El relativo equilibrio político alcanzado en el mundo europeo a lo largo del siglo XIII quiebra de forma estrepitosa en la siguiente centuria. En el ámbito de las relaciones internacionales, ya desde fines del siglo XIII se aprecian los primeros síntomas cuando chocan en el Mediterráneo occidental anjevinos y aragoneses, enzarzándose en una disputa que amenazará con hacerse interminable. En Oriente, el empuje otomano en el espacio balcánico-danubiano, que culminará con la caída de Constantinopla en 1453, supone el repliegue de una cristiandad que en las anteriores centurias había llevado, con las Cruzadas, sus avanzadas hasta el corazón mismo del mundo musulmán.

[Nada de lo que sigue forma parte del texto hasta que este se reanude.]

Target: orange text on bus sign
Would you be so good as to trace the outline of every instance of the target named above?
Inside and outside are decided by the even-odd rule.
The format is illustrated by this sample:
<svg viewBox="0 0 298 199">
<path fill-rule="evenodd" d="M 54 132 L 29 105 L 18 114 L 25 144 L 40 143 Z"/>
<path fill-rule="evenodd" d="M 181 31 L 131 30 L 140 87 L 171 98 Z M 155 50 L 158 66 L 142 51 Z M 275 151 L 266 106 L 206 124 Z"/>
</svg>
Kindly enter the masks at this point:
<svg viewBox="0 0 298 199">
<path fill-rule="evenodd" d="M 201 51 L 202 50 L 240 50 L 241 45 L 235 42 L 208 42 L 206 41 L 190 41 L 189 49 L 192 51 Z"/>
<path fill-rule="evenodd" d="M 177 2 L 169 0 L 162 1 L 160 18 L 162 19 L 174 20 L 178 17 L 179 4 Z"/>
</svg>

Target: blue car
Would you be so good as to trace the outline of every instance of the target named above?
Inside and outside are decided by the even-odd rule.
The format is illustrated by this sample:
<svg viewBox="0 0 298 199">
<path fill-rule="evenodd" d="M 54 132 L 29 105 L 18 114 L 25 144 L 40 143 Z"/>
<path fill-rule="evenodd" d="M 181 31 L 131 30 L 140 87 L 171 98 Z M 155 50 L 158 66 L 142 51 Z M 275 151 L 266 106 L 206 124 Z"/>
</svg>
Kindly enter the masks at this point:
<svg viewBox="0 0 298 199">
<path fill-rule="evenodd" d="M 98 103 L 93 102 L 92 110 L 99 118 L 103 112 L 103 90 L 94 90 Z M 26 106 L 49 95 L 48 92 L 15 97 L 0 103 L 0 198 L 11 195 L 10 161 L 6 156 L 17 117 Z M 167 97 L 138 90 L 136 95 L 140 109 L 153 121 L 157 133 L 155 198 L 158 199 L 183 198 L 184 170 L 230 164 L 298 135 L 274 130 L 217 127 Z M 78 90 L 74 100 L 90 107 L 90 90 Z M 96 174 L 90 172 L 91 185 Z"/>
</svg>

Pero el fenómeno más grave para la ruptura del equilibrio europeo viene dado por la magna confrontación que dura buena parte de los siglos XIV y XV y que ha pasado a la Historia con el nombre de "Guerra de los Cien Años". Si a primera vista puede ser tomado como un choque anglo-francés, un análisis no excesivamente profundo nos lleva a considerar este fenómeno como una auténtica "guerra europea", ya que detrás de los dos principales contendientes lucharán otros Estados, formando sendos bloques de alianzas. Así, detrás de Inglaterra, Portugal y esporádicamente, Aragón, el Imperio y las ciudades de Flandes prestarán su apoyo incondicional. Detrás de Francia, sin embargo, estarán Escocia y la Castilla Trastámara. No se trata ya de uno de tantos choques feudales de los que el Medievo ha estado salpicado, sino de una auténtica guerra general, en la que se invierten recursos tan cuantiosos que llevan, en ocasiones, a los contendientes a auténticas bancarrotas. No hay que olvidar tampoco otros matices del fenómeno: los factores económicos que incidieron en el conflicto, sobre todo la pugna por el dominio de las rutas del canal, imprescindible para mantener expedito el comercio de la lana con vistas al aprovisionamiento de la industria pañera flamenca. La intervención castellana encuentra en ello una de sus mejores explicaciones. De otro lado, es necesario tener en consideración que la Guerra de los Cien Años no fue un conflicto continuado, ya que, aparte de los naturales períodos de tregua, hay un lapso de más de veinte años -fines del siglo XIV y comienzos del XV-, que suone una auténtica solución de continuidad en la naturaleza de tan magna confrontación. En efecto, antes de 1390 se trata fundamentalmente de un conflicto dinástico; desde 1415 presenciamos una pugna entre el imperialismo inglés lancasteriano y el nacionalismo francés. En este período quizá podamos encontrar el germen de los futuros conflictos de las monarquías nacionales del Renacimiento.